Put another way, Trustpilot had a hole in its platform. The data was there and available, but it wasn’t helpful. So the company built a sentiment classification model that detects positive and negative feedback in reviews. The system can understand from the reviews how consumers are feelings towards a product or service, and then businesses can make changes and track to see whether people are responding positively to those changes or not.

According to Vatanparast, the sentiment part is crucial, because even within a five-star review — which, going by stars alone, would appear to be a perfect review — there would be some negative sentiments expressed. It’s essentially, “I’m happy about everything, but — ,” he said. And that feedback, from a loyal or mostly satisfied customer, is more instructive “negative” feedback than you can glean from a one-star review, where the customer is just upset and may be grousing.

Equipped with the sentiment classification model, Trustpilot has been to analyze 35 million reviews and detect 85 million “sentiments.”

And then there’s the ethics

You can’t escape the issue of ethics in AI, even in places like Trustpilot’s review system where it doesn’t seem obvious that it would matter. Recalling some of the ethical challenges Trustpilot faced, Vatanparast said, “One example is around how you build a model and how accurate the model is. How do you treat the data and go after behaviors?”

The AI may flag 1,000 reviews on Trustpilot’s platform as fake or spammy, but 10 of those might actually be trustworthy. Is it better to keep the fraud detection model tight and accept that 1% false positive rate in order to remove those 990 offenders? Or should you loosen the model to avoid any false positives but then let more fake reviews slip through? Vatanparast wasn’t explicit about where Trustpilot falls on that particular question, but he did say that the company is constantly asking those sorts of questions and adjusting accordingly. But it’s a balance.

That also raises the issue of transparency. As Trustpilot is honing its models, it needs to show the math, as it were. If the process is constantly shifting, however slightly, then the results will change. For the purpose of maintaining trust with companies and customers using the Trustpilot platform, that cannot be a total black box. Again, though, there’s a balance: How much information is too much to share?

The next challenge

There is virtually endless room for improvement with an AI you deploy in your business. For Trustpilot, the next hurdle has to do with improving its language model.

In the AI field, there’s much fervent discussion about the need for clean data to train models. It’s a classic garbage in, garbage out situation. Ironically, Trustpilot needs a language model that works on junky data. “You could use Wikipedia to generate a language model,” he said, noting that such a model would have mostly correct grammar, usage, and spelling. “But you can’t apply that model to the [Trustpilot] reviews, because the reviews are not clean data. They’re not structured. They definitely in many cases don’t have the right spelling.”

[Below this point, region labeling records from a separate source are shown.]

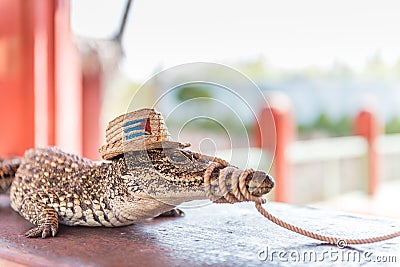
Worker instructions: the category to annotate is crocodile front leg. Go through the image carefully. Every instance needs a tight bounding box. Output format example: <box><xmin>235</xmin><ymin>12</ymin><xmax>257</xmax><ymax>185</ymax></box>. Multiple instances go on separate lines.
<box><xmin>19</xmin><ymin>192</ymin><xmax>58</xmax><ymax>238</ymax></box>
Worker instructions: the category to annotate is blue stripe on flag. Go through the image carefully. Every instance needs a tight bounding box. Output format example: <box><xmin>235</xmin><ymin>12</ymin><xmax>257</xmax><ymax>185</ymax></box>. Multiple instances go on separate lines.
<box><xmin>122</xmin><ymin>119</ymin><xmax>146</xmax><ymax>127</ymax></box>
<box><xmin>124</xmin><ymin>126</ymin><xmax>144</xmax><ymax>133</ymax></box>
<box><xmin>125</xmin><ymin>132</ymin><xmax>148</xmax><ymax>141</ymax></box>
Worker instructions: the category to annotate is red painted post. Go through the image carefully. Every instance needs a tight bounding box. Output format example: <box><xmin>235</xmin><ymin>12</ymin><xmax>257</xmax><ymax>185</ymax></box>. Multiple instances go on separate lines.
<box><xmin>254</xmin><ymin>93</ymin><xmax>296</xmax><ymax>202</ymax></box>
<box><xmin>354</xmin><ymin>109</ymin><xmax>382</xmax><ymax>196</ymax></box>
<box><xmin>0</xmin><ymin>0</ymin><xmax>34</xmax><ymax>156</ymax></box>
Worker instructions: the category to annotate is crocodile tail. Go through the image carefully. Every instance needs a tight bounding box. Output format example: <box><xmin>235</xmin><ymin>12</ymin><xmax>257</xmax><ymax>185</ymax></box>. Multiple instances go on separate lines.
<box><xmin>0</xmin><ymin>158</ymin><xmax>21</xmax><ymax>193</ymax></box>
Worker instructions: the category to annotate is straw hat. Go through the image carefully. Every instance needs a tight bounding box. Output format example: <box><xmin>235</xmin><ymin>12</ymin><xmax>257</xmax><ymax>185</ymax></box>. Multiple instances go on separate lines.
<box><xmin>99</xmin><ymin>108</ymin><xmax>190</xmax><ymax>159</ymax></box>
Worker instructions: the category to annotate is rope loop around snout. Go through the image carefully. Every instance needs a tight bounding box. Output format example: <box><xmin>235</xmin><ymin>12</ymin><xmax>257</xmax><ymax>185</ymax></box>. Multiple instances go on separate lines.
<box><xmin>202</xmin><ymin>153</ymin><xmax>400</xmax><ymax>248</ymax></box>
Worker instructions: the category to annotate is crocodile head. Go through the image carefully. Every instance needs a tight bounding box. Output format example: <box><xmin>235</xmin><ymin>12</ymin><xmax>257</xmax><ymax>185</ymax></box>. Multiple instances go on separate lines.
<box><xmin>123</xmin><ymin>149</ymin><xmax>274</xmax><ymax>206</ymax></box>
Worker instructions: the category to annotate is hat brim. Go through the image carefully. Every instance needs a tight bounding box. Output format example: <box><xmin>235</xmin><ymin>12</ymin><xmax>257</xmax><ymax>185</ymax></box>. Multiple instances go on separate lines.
<box><xmin>99</xmin><ymin>140</ymin><xmax>190</xmax><ymax>160</ymax></box>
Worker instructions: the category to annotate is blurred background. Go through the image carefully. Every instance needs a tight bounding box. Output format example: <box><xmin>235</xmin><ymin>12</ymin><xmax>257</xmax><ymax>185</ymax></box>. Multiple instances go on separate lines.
<box><xmin>0</xmin><ymin>0</ymin><xmax>400</xmax><ymax>218</ymax></box>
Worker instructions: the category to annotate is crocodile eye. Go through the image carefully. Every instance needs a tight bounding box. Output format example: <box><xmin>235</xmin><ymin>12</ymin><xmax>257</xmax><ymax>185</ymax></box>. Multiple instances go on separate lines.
<box><xmin>168</xmin><ymin>151</ymin><xmax>191</xmax><ymax>165</ymax></box>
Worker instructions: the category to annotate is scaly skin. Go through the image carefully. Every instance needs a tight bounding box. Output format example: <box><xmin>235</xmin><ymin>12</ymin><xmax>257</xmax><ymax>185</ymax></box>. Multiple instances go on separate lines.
<box><xmin>0</xmin><ymin>148</ymin><xmax>274</xmax><ymax>238</ymax></box>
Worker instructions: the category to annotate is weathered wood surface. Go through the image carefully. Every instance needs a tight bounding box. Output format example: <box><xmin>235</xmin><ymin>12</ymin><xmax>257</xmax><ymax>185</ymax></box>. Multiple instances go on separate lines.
<box><xmin>0</xmin><ymin>195</ymin><xmax>400</xmax><ymax>266</ymax></box>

He used the word “cheap” as an example. Used in different ways, “cheap” can mean “inexpensive,” which is a positive sentiment. But it can also mean “poor quality,” which is negative. Thus, out of context, the word “cheap” is useless, or at least significantly problematic, for creating any kind of reliable sentiment measure.

The English language is full of those sorts of oddities and quirks, so the task there is significant enough, but then there are numerous other languages to deal with in the same way. Trustpilot collects reviews from users all over the world in many different languages. “Creating models around the English language is definitely much easier, but when you look to other languages, it becomes tougher,” Vatanparast said.

Trustpilot has reached out to the IBM Watson team for help on Nordic languages, hoping to hand over its “messy” (and anonymized) data to improve Watson’s language models, and then ideally Trustpilot can use the updated models to be more accurate in its own system. It’s a process that ostensibly benefits both parties, and Trustpilot hopes to repeat the process with other organizations to keep improving the AI that is now core to its business.